Whether they are snuggling with a velvety blanket or hugging a teddy bear, young children tend to cling to certain objects that give them a sense of comfort. While many parents may think of this as a negative thing, it is actually completely normal known as an “attachment” or “transitional” object.
On interview with New Woman, Rodrigo Flores Gallegos, Master of Science in Developmental Psychology at the University of Maastricht It tells us how important it is to understand where this need comes from and how it influences its development
According Explain Galician flowers, this is more common in children about one year oldas this is the time when they begin to explore their world on their own by sitting down, starting to walk, and manipulate objects with new materials.
“The so-called attachment or transitional objects have a special way of helping babies and children while they rest, play and grow. Over time, these beloved items become part of their daily lives, ”he asserts.
There is no specific object that children should fix their attention on.

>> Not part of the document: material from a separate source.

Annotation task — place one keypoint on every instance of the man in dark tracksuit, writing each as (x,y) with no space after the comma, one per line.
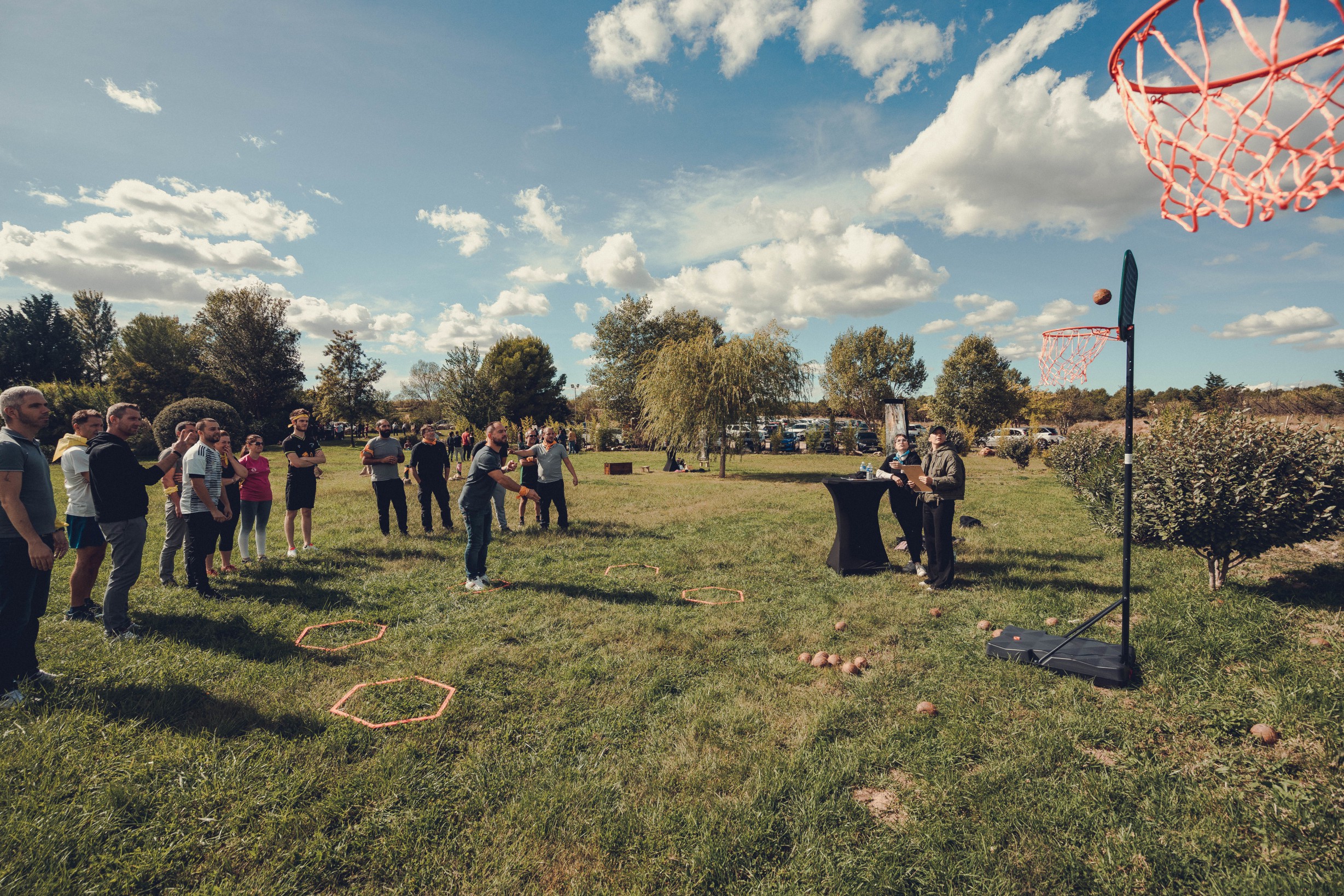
(945,475)
(429,465)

According to the specialist, they are having preferences for those objects that they can know in depth through their senses, which represents a certain identity, that they recognize and with which they make an anchor of trust.
“These objects represent things that they know very well what they are about. They give them security from their surroundings, they make them feel good and they help them to handle new experiences ”.
Children want it to be a maneuverable object or easy to transport, that does not weigh much and with which it is easy for them to interact. This is why blankets tend to be the most chosen transitional object as they also have many sensations. Smells are also a key attribute because they are part of a process of recognition for the same reason, it is common to hear that “they should not wash”.
Although many times parents worry about when their children should leave the object of attachment, experts assure that there is no “normal” age for this to happen. Nor should they force them to quit.
“They alone tend to separate themselves from their objects little by little because they are exploring new options, generating new preferences and detachment,” says Flores Gallegos.
According to the specialist, there are some criteria that say it is up to 3 years, although there are children who extend a little more and that is fine. “But if when growing we see that they have a dependency that generates irritability or annoyance if it is separated from the object (dependency symptoms), it is an indicator that suggests evaluating emotionally what is happening. Why are you not changing your emotional anchor to other things? You may need that object to feel comfortable and reaffirm your security.
Flores Gallegos adds that although it is common, not all children have an object of attachment, it is not mandatory and there is no specific situation behind it that triggers it. However, it is important always pay attention to your emotions.
Recommendations for parents:
-Try to get the baby to explore as much as possible with the objects. Let them interact as much as they can.
-If the object needs to be washed, they must do so aware that they are going to take it.
-Don’t force them to leave them. If when they grow up they do not do it alone, we must see what happens in the school or family environment. And in an extreme case of great anxiety or irritability when not having the toy, evaluate with a specialist.
-Do not saturate them with toys but do present options little by little for them to interact. This will help them to leave the object of attachment on their own.